AI booking agents evaluate six core location attributes: transit accessibility (distance to metro, bus, airport shuttle), walkability context (nearby restaurants, shops, services within walking distance), parking availability and type, proximity to key attractions, neighborhood safety and character signals, and verified geocoordinates. Missing any of these can exclude a property from agent-generated recommendations.
How can hotels make their properties visible to AI booking agents?
Hotels need to enrich their listing data with machine-readable location attributes: precise geocoordinates, structured nearby-POI inventories with distances, transit access details, walkability scores, and parking information. The MapAtlas GeoEnrich API can generate all of these attributes from a single coordinate pair, formatted for direct embedding into Schema.org JSON-LD or distribution to OTA platforms.
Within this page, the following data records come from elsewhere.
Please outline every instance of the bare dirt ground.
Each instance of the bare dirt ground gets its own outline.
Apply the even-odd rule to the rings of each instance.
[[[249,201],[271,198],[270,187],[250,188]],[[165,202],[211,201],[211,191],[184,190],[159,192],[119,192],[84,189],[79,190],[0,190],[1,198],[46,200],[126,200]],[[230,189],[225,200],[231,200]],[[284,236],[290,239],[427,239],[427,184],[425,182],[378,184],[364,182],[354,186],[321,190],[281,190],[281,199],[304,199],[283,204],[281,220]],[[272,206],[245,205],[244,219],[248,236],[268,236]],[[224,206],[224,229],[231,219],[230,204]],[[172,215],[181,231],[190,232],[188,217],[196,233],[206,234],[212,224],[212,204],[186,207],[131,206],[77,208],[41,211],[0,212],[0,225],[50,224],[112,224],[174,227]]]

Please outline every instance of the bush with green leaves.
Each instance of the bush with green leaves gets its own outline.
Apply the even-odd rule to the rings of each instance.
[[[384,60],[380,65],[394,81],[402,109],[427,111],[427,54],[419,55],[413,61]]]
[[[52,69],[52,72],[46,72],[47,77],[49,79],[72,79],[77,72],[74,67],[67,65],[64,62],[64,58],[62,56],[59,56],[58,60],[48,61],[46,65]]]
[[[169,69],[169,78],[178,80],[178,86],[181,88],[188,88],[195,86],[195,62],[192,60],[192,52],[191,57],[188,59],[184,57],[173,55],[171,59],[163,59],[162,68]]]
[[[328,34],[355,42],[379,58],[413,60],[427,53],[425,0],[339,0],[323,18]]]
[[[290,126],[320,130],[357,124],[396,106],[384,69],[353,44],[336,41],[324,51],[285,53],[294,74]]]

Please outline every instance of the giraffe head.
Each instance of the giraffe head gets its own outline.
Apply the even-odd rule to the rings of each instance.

What percentage of hotel properties are currently visible to AI booking agents?
Based on structured data audits across major booking platforms, roughly 80% of hotel properties lack the machine-readable location attributes that AI booking agents require to make confident recommendations. These properties have basic listing data (name, address, photos, price) but no structured transit, walkability, or proximity data that agents use for location-specific queries.